Depending on the tone in which it's asked, I try to guess what's behind this kind of question. If the person seems genuinely interested, then I think what I'm really being asked is something like: "How is what you do different from what I do at my monthly book club meeting?" But when the tone is suspicious, then I wonder whether what I'm really hearing is: "Why do English professors often talk and write about novels, poems, and plays in ways that I don't understand?"

In this case, the question I'm really being asked, however indirectly, is about the role of literary or critical theory in the study of literature and culture.

I can understand people's confusion. After all, I study, teach, and write about things that non-English professors also encounter every day: words and images. Unlike scientific disciplines like astrophysics and biochemistry, or even social sciences like sociology and psychology, English -- understood in its broadest sense as encompassing rhetoric, writing, cultural studies, and film studies -- deals not in data, equations, or experiments (although the "digital humanities" movement is changing some of this). We think about the same elements of language and visual imagery that people engage with whenever they write a report, read a book, or go to a movie.

Yet when English profs and graduate students teach these materials in the classroom, and especially when we write about them in academic journals or scholarly books, we sound different. We might use specialized terms drawn from narratology, the study of narrative, like "focalizer" and "heteroglossia" -- referring, respectively, to the character from whose point of view a narrative is implicitly or explicitly relayed, and the way some novels present a variety of voices without submitting them to a hierarchy of authority. Or we might use foreign-sounding concepts from critical theory -- a hybrid of philosophy, sociology, history, and political science -- like "subaltern" and "aporia." (These denote, respectively, a character who is oppressed or marginalized due to her or his racial or ethnic status, and the moment in a text where its meaning becomes undecidable due to its internal contradictions.)

I understand that such terminology is unfamiliar. Even in highbrow journalistic outlets, it is frequently denounced as jargon.

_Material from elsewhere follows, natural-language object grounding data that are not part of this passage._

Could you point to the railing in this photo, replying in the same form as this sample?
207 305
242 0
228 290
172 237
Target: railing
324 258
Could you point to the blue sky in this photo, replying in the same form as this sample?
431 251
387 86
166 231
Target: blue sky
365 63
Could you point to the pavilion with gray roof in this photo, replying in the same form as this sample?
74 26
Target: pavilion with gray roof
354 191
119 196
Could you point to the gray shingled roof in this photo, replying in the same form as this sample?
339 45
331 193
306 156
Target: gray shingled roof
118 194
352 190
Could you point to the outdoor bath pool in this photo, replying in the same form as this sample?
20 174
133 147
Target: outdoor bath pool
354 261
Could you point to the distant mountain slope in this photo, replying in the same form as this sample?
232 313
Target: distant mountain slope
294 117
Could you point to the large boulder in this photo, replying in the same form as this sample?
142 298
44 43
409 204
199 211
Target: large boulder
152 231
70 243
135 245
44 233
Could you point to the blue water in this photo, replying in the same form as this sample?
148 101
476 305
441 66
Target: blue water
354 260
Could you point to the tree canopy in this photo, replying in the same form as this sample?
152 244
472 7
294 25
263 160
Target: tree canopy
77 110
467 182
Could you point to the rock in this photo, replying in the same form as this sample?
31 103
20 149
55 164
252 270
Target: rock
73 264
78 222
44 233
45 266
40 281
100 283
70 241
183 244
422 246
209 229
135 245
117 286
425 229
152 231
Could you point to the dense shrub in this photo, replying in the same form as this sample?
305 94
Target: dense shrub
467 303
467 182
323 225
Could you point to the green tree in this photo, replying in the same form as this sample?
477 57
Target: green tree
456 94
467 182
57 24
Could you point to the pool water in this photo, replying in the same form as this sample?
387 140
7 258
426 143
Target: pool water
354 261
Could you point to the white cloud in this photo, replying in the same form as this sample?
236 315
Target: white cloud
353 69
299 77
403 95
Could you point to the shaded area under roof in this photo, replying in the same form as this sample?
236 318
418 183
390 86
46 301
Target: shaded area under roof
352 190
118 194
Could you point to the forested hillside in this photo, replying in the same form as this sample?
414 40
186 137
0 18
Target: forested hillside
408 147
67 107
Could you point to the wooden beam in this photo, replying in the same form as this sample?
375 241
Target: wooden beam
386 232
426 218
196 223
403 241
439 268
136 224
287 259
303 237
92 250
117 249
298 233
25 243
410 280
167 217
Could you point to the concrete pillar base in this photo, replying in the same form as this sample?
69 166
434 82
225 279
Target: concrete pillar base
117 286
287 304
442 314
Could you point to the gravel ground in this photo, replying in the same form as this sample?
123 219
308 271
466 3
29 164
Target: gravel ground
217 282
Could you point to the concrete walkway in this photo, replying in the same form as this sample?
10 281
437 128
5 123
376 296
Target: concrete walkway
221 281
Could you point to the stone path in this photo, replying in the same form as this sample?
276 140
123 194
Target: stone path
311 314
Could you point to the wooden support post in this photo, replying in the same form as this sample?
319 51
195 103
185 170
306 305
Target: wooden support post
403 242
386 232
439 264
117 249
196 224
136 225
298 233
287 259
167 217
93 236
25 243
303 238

But when I read such denunciations -- often couched as condemnations of bad academic writing or, worse, deliberate attempts to intimidate or confuse readers -- I often suspect that what's really being expressed is a kind of reflex anti-intellectualism. "How dare you use strange terms and fancy paradigms to talk about literature and culture? What are you trying to do? Whom are you trying to fool?" This kind of suspicion seems especially strong when it's directed at academics in the Humanities, who frequently stand accused of "bringing politics into the classroom." As if politics, even when understood broadly to include questions of what it means to live a good life in common with one's fellow humans and the environment, is something to be quarantined in the ballot box or legislature, lest it escape and color the rest of our lives -- which of course it does whether we talk about it or not.

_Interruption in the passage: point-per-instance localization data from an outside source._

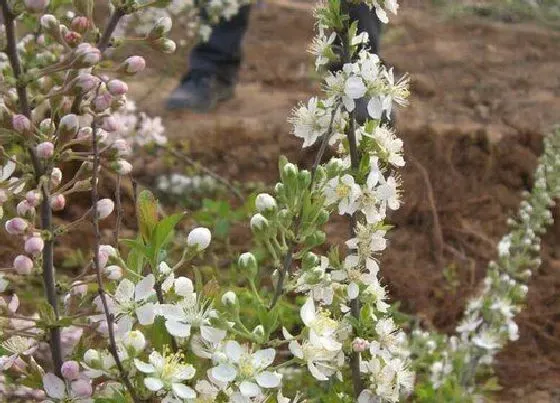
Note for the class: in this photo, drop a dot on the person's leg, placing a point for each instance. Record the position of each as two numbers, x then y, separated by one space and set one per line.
213 67
221 55
367 22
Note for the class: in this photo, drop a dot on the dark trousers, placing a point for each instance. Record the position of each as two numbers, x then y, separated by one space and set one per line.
221 55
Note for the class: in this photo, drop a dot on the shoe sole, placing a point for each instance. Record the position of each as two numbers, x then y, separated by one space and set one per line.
225 95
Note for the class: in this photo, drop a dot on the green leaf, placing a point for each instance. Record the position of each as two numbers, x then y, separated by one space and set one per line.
146 211
164 230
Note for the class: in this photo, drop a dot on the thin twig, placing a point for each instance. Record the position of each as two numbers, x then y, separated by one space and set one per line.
437 237
185 158
103 43
101 290
39 171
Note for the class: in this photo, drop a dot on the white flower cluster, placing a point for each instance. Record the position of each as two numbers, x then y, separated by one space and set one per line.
489 319
196 17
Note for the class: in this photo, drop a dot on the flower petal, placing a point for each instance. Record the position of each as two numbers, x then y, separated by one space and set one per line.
233 350
178 329
224 373
54 386
153 384
268 379
145 288
249 389
144 366
183 391
146 314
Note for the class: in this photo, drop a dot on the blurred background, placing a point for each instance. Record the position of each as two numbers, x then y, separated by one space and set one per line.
485 78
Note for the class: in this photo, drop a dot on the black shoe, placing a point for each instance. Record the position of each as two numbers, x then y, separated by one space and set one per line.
200 92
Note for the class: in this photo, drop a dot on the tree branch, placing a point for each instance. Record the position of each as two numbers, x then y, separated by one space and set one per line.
46 212
101 290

What's also interesting about these denunciations of "jargon" in English departments is that they don't tend to be leveled at academics in other disciplines. Nobody expects that when civil engineers or epidemiologists publish in their scholarly journals, they must do so in language that will be immediately or easily comprehensible to laypeople. Nobody seems to begrudge neuroscientists or linguists their specialized vocabularies and concepts to advance the state of knowledge in their field, or to speak about things that stand outside the mainstream of everyday communication.

I do think that academics in English, and in the Humanities generally, can and should do a better job of explaining to the public what we do and why we do it. But when we're writing for each other, or teaching our students -- that is, when we're producing new knowledge, intervening and moving forward academic conversations, or stimulating our students to expand their knowledge and horizons -- should we also simultaneously be expected not to sound different from anyone else's conversations on similar subjects? It seems to me that, since literary texts and cultural phenomena are public goods -- both in the sense of being available to everyone, and in the sense of being "good" for our cultural breadth and depth -- there is room for them to be treated as objects of enjoyment and as subjects of academic study. To claim that it must be one or the other is to force a false choice on academics and the general public alike.